Last chance to fight for Coventry Stadium as Rugby council extends consultation on site that is in green belt

It’s a tragedy a modern-day Shakespeare could write about and the final scene will soon play out for the once-proud stadium in Rugby borough that was the home of Coventry Bees speedway.

The forlorn entrance to Coventry Stadium. Photo: Google Street View.
The forlorn entrance to Coventry Stadium. Photo: Google Street View.

The legendary nights of top-flight sport will be formally consigned to history if Brandon Estates gets the go-ahead from Rugby Borough Council to clear the site, build 124 houses and all-weather sports facilities – but not a new stadium.

The site has had a troubled history since speedway and stock car racing stopped a few years ago – while supporters have fought hard to bring racing back with an alternative to the homes plan, the stadium has been trashed and was twice hit by fire earlier this year.

Save Coventry Speedway campaigners had geared up for the crunch planning meeting last month but that was delayed by the death of the Queen and the expected replacement date for next week has also been dropped, with the planning notices having been republished and consultation extended to October 20.

The planning notice now records the application ‘is a departure from the development plan’ – better known as the Local Plan – a late addition that has added to the opponents’ frustration.
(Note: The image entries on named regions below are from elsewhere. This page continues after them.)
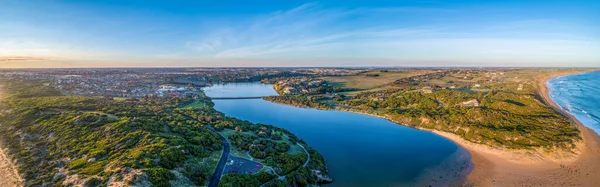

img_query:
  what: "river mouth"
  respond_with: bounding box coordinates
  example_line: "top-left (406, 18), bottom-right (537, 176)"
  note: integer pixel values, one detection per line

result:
top-left (204, 83), bottom-right (472, 186)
In a statement issued last Tuesday, September 27, the group said: “It is somewhat surprising that this was the case, given that the application has clearly conflicted with the Local Plan from the outset, a point we have repeatedly made throughout all of our representations over the past six years.“And the Local Plan itself was only adopted after the Government Inspector in 2018 had declared the initial plan ‘unsound’ without modifications to safeguard existing sports and recreational buildings, making the specific requirement that additional protection should be given to Brandon Stadium.“We await further information regarding a confirmed new date for the planning committee meeting, and can confirm we will be submitting an extensive response to the planning officer’s report.”

They believe officers were due to recommend approval of the application but all eyes will be on whether the local plan conflict prompts any kind of rethink.

The application reference number to find the plan on the council’s website – R18/0186 – gives access to a full range of documents, including the council’s own analysis of how the scheme fits with the Local Plan, labelled on the planning site as LP_response.

This document from the council’s development strategy team highlights that the council will have to consider several conflicts with its Local Plan.

These include key comments that highlight it is a green belt site, the mix of housing for sale does not meet the plan standards with no one-bed homes and that the borough already has enough homes due to come on stream: ‘The last authority monitoring report, published in October 2021, shows that the authority has more than a six-year supply of dwellings, so although any permission would contribute to supply the authority does not ‘need’ this contribution to meet its requirement to have a five-year supply’.

With so many areas of the borough under siege from developers, campaigners elsewhere will be keen to see how willing councillors are to bend their own rules – and speedway suppporters will no doubt be out in force when the planning meeting eventually takes place.